To get a realistic view of how RHOMBUS might be used, Spano and Mascaro visited a local nursing home.

"I'm from car country, and that looked like an engine hoist," said Mr. Spano, a California native, when he saw the mechanism and the effort involved in transferring a patient from a bed to a wheelchair. RHOMBUS, he noted, would take less work and provide privacy and dignity to an elderly person.

"Control is implicit here," Mr. Spano said. "If your mind is sound but your body is weak, the chair will compensate." For example, slight muscular pressure on the back of the chair will engage it mechanically to lower toward the bed. When muscle pressure stops, or "zeroes out," the chair holds its position.

Both Mr. Spano and Mr.
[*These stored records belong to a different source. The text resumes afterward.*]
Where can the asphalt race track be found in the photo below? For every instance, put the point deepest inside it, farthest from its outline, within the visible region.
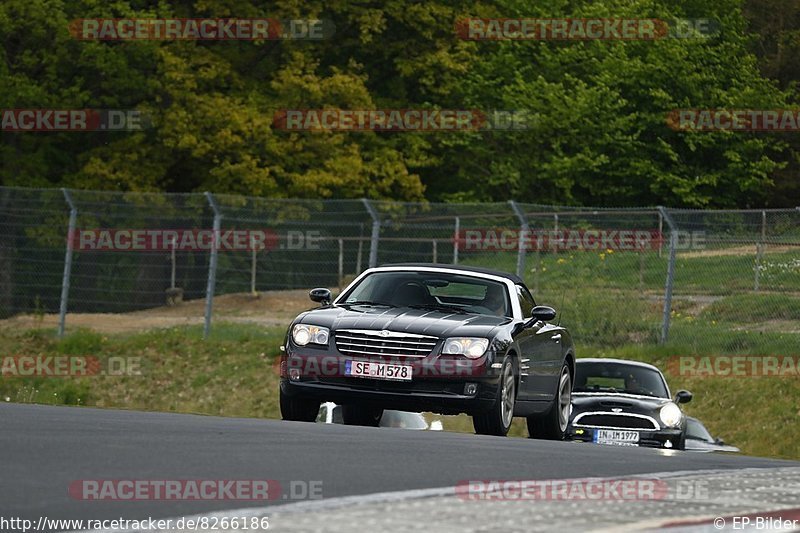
(45, 449)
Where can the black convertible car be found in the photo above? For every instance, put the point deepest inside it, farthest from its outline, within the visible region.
(625, 402)
(428, 337)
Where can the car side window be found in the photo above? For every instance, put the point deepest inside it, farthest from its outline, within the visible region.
(526, 302)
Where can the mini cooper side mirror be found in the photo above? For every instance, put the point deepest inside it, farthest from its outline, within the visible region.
(543, 313)
(320, 295)
(683, 396)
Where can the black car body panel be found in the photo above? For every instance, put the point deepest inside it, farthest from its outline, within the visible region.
(439, 381)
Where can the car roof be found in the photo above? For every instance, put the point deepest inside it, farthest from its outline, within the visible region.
(477, 270)
(618, 361)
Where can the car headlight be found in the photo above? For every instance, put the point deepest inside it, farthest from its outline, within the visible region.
(671, 415)
(303, 334)
(471, 347)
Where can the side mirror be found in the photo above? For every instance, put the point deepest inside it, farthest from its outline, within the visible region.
(543, 313)
(683, 396)
(320, 295)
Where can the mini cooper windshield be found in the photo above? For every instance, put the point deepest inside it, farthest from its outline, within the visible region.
(619, 378)
(430, 290)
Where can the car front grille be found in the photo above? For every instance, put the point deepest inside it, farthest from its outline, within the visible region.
(609, 420)
(362, 343)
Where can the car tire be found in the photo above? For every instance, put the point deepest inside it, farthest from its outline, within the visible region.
(298, 409)
(361, 415)
(497, 420)
(553, 424)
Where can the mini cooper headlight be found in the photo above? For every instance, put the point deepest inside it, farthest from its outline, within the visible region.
(671, 415)
(303, 334)
(471, 347)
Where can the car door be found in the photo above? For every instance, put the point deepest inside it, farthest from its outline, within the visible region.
(535, 353)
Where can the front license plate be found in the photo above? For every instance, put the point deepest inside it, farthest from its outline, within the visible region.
(614, 436)
(375, 370)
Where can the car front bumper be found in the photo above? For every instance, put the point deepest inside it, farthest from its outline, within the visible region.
(662, 438)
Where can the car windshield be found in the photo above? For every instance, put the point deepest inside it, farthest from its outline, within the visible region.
(619, 378)
(448, 292)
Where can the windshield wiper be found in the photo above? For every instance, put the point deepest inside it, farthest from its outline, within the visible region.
(439, 307)
(368, 302)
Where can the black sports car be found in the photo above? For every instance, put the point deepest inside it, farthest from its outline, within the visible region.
(428, 337)
(627, 403)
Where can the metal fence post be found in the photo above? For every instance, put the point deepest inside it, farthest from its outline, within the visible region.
(376, 233)
(212, 264)
(673, 244)
(73, 216)
(523, 236)
(456, 242)
(341, 263)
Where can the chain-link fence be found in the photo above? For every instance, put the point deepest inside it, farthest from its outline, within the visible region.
(116, 261)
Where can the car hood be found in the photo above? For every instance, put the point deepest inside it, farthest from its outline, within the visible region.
(404, 319)
(629, 403)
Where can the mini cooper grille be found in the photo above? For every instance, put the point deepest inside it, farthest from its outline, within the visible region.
(615, 421)
(388, 343)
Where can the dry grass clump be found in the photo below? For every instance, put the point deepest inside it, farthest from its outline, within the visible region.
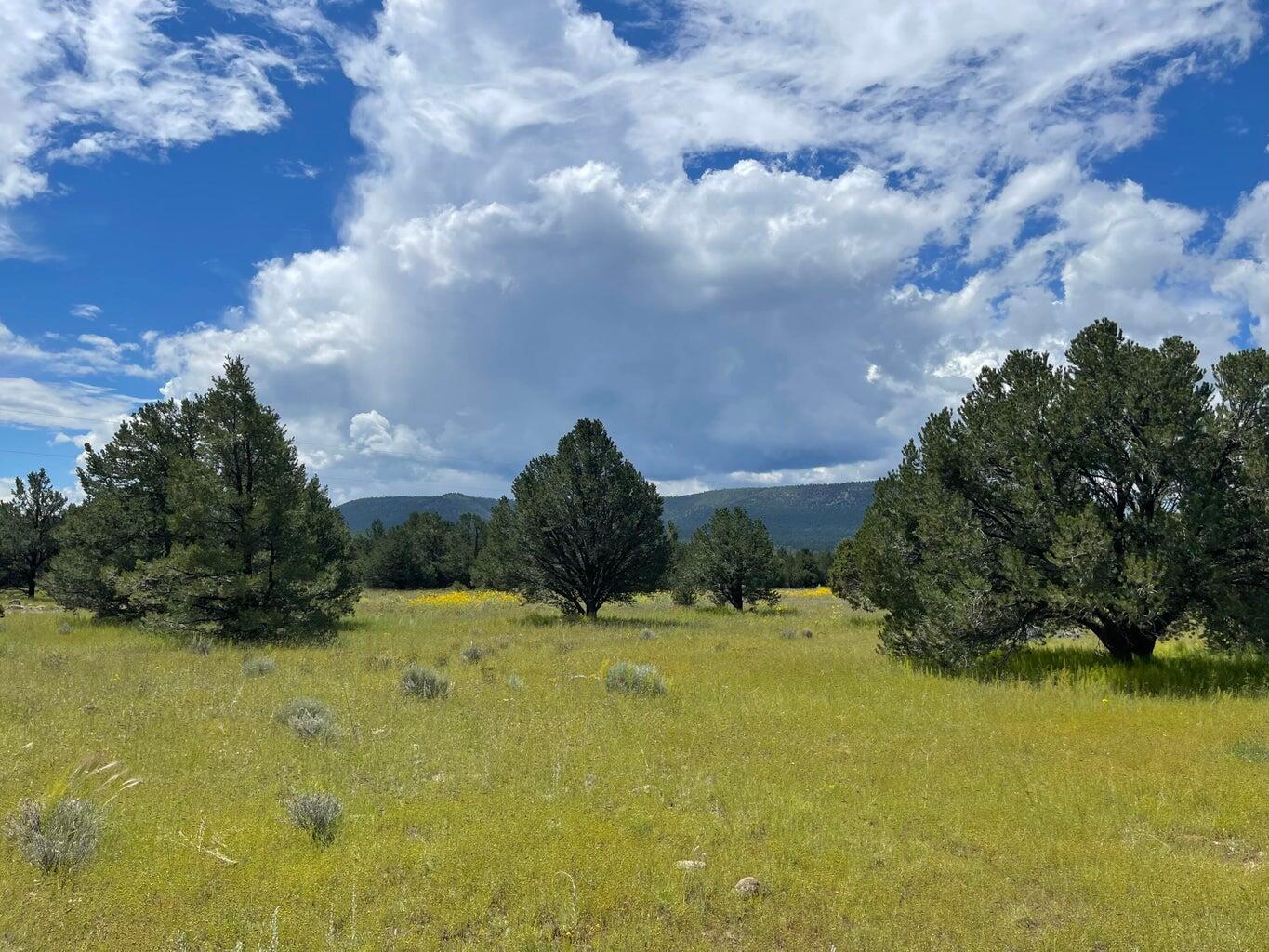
(259, 667)
(58, 837)
(65, 830)
(308, 719)
(629, 678)
(317, 813)
(424, 683)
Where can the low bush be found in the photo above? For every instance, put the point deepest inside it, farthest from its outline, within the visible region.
(58, 837)
(632, 678)
(317, 813)
(683, 596)
(259, 667)
(308, 719)
(424, 683)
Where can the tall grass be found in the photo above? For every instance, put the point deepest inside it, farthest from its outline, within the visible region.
(1054, 803)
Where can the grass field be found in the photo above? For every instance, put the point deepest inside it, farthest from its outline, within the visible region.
(1061, 805)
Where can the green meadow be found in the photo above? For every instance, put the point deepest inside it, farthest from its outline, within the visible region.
(1059, 802)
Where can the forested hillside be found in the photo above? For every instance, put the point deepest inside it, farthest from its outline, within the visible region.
(797, 517)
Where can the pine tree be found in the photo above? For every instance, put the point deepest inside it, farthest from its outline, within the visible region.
(124, 520)
(28, 524)
(733, 559)
(199, 514)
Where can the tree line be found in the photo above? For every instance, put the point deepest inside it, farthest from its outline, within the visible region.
(198, 516)
(1122, 493)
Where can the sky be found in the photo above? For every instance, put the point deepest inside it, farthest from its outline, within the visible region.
(760, 242)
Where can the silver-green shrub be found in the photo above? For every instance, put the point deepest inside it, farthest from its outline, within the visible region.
(317, 813)
(424, 681)
(632, 678)
(259, 667)
(308, 719)
(58, 837)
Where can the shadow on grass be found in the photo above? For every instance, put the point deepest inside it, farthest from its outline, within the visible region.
(1175, 670)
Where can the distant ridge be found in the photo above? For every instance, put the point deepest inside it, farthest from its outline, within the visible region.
(799, 517)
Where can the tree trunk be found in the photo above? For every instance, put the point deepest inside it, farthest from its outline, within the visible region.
(1126, 643)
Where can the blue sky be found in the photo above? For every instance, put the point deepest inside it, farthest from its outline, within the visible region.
(761, 249)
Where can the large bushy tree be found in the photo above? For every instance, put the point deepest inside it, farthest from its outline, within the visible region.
(228, 532)
(584, 530)
(28, 525)
(1122, 493)
(733, 559)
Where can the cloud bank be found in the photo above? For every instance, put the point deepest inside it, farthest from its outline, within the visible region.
(883, 197)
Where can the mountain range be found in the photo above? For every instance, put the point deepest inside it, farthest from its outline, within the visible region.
(799, 517)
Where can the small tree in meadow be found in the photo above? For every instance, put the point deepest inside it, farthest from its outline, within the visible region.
(585, 528)
(733, 559)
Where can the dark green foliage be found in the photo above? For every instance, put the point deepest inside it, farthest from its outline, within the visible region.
(201, 516)
(494, 563)
(797, 517)
(585, 528)
(802, 569)
(361, 514)
(28, 527)
(731, 558)
(424, 552)
(1122, 494)
(125, 520)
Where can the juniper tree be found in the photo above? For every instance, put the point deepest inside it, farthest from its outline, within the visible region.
(585, 527)
(1122, 493)
(28, 524)
(733, 559)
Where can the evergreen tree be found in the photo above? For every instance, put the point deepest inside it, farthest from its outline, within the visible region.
(28, 524)
(493, 565)
(199, 514)
(1122, 494)
(258, 551)
(585, 527)
(733, 559)
(125, 520)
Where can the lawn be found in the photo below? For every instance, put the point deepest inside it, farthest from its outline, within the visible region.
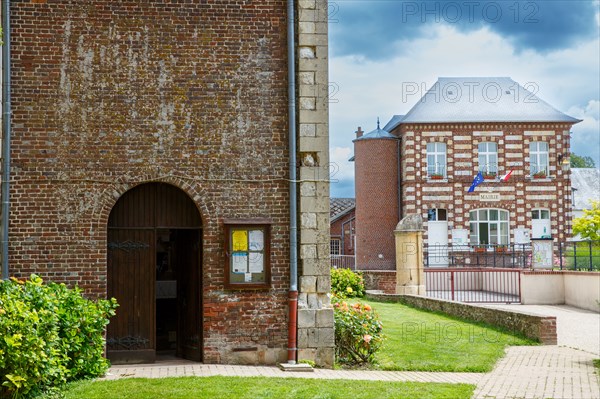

Mascaro acknowledged the leap between solving the mechanical problems of RHOMBUS and making the system user-friendly for elderly people They see the next challenge of RHOMBUS arising from fundamental questions as to how average people will use new health-care technology in their own home environments.

"Older people aren't going to interface easily with a big machine," noted Mr. Spano. For the sake of their comfort, the researchers would like to "get around using buttons and dials."

New features planned for addition to the current RHOMBUS prototype include force-guided docking control, which would allow the vehicle to be precisely "mated" with fixtures. This would include connecting a battery to a battery charger, liquid containers to pipes, and the vehicle itself to a toilet.

Funding for patent-pending RHOMBUS has been provided by a consortium of industrial sponsors.

A version of this article appeared in MIT Tech Talk on April 3, 1996.